Les aventures du petit horloger – 19
Le Japon, l’archipel le plus à l’Est et sans aucun doute le plus décalé par rapport au reste de l’Asie. Le plus frappant à notre arrivée à Tokyo est le silence qui y règne, le traffic des voitures génère très peu de décibels et même en plein centre ville, pas un seul coup de klaxon ni même un éclat de voix. Les japonais font preuve d’une discipline sans égale, idem dans le métro, pas d’échanges ou très peu, par moments j’ai même l’impression d’évoluer au milieu de zombies. Et pourtant dès qu’on s’adresse à eux ils deviennent tout sourire et presque chaleureux, pas vraiment English friendly ils s’évertuent à vous parler dans leur langue tout en multipliant les révérences, une attitude drôle et intriguante à la fois.
Un premier Airbnb choisi au hasard nous amène à découvrir le quartier du Skytree, une tour panoramique qui nous permet d’apprécier l’immensité de la ville d’une superficie de 2000 km, 20 fois Paris.
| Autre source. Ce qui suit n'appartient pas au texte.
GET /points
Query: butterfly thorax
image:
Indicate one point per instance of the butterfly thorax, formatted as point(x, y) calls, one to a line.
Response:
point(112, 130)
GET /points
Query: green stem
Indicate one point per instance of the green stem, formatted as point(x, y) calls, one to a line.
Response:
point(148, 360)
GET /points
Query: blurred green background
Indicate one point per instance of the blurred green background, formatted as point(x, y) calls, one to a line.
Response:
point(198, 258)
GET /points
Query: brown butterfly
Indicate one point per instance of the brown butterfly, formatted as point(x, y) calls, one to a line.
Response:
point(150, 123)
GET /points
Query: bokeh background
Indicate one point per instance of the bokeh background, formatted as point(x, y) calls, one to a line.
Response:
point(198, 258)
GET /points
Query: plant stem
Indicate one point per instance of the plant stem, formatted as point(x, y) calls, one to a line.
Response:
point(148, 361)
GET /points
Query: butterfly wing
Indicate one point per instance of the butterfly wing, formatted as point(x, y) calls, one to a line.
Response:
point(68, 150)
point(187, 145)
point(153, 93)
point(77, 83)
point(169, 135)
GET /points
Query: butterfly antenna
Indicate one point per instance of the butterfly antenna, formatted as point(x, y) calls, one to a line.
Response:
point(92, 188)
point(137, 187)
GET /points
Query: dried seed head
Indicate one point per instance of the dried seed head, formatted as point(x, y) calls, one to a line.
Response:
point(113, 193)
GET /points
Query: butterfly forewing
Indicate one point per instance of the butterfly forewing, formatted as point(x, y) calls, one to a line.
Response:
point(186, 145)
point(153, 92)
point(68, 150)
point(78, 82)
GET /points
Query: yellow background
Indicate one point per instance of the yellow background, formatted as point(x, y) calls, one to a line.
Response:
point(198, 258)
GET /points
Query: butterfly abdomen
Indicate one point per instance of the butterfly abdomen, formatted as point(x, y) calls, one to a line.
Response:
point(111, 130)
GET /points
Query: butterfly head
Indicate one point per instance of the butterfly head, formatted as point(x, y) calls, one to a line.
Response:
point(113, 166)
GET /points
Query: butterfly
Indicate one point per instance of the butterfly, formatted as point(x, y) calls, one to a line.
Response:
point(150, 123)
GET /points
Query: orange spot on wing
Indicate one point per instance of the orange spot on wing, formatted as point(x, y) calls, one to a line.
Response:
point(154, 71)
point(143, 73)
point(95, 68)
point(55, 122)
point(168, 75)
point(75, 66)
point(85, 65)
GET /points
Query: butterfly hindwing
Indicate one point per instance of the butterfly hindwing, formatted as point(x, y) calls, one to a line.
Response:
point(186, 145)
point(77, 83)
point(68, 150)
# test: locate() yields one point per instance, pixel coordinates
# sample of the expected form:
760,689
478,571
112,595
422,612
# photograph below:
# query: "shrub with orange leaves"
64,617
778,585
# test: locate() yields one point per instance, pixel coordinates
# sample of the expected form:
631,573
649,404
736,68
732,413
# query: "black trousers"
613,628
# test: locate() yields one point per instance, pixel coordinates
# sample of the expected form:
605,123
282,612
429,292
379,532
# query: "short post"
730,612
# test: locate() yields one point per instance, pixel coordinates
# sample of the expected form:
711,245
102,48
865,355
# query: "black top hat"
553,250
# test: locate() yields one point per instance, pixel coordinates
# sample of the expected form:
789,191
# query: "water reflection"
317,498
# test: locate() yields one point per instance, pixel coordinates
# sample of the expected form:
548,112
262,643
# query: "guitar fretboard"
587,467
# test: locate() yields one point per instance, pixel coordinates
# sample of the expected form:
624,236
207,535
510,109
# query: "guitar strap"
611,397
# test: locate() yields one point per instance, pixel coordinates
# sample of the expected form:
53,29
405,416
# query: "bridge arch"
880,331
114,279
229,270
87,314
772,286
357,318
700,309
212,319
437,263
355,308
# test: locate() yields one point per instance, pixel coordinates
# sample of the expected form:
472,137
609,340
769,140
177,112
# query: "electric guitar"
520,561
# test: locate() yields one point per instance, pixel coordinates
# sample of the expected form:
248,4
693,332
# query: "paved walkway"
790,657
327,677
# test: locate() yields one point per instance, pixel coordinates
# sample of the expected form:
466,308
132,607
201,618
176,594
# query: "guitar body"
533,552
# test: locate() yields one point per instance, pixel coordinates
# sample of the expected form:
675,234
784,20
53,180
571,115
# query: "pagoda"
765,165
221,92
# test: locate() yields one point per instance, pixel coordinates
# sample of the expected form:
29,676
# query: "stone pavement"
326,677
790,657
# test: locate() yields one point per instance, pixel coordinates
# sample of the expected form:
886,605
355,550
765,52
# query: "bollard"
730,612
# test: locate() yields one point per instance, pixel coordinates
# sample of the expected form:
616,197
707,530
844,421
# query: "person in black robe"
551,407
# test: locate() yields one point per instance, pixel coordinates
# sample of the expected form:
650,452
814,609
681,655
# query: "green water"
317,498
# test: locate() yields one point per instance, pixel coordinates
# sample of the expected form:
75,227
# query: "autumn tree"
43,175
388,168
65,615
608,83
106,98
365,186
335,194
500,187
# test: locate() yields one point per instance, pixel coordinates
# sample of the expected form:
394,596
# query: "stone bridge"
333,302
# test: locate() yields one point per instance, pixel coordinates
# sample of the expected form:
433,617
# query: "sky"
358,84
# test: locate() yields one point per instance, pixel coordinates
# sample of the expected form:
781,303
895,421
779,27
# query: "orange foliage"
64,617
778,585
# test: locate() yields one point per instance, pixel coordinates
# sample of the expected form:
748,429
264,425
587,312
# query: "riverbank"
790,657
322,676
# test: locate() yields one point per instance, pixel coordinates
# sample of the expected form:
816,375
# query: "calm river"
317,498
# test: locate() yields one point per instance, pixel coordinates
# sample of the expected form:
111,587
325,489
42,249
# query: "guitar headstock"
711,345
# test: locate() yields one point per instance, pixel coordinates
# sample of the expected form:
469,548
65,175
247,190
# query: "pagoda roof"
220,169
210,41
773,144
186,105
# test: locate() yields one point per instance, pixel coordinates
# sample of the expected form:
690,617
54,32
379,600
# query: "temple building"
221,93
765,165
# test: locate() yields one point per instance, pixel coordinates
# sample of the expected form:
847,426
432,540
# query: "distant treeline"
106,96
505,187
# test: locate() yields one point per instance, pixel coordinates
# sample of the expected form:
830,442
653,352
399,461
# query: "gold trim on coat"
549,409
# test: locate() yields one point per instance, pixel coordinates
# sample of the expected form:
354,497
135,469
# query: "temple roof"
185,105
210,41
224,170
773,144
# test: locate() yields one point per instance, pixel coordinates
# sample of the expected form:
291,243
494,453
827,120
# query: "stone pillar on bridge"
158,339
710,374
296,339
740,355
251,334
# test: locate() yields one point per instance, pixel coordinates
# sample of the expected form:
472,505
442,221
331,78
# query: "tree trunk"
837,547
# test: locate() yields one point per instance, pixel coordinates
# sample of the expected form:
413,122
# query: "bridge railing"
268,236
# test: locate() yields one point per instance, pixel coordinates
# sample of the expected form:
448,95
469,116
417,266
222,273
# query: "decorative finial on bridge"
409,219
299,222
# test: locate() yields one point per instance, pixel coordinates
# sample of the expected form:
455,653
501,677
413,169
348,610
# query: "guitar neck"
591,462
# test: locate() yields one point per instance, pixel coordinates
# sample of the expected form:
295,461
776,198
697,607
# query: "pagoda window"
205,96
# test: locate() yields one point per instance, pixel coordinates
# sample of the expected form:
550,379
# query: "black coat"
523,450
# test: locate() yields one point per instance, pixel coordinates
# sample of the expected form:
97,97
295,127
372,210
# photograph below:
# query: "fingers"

Il doit y avoir des montres de partout ! A commencer par celles du musée Seiko à 2km de là, non pas la totalité des Seiko produites sont visibles ici (3 étages ne suffiraient pas) mais les principales, en particulier les modèles qui ont marqué un tournant dans l’histoire de la marque et dans le vaste monde de l’horlogerie. Des répliques de mouvements suisses à ses débuts, la marque à su évoluer et faire preuve d’innovation ou d’amélioration de systèmes existants au cours des décennies qui ont suivi : quartz analogique puis quartz lcd à 6 chiffres, et par la suite kinetic et springdrive, techniques pour lesquelles la paternité ne se discute pas. Seiko a su conquérir le monde grâce à une communication efficace basée sur la modernité, un rapport qualité prix intéressant, des techniques de fabrication à la pointe, en bref une institution nippone qui force l’admiration.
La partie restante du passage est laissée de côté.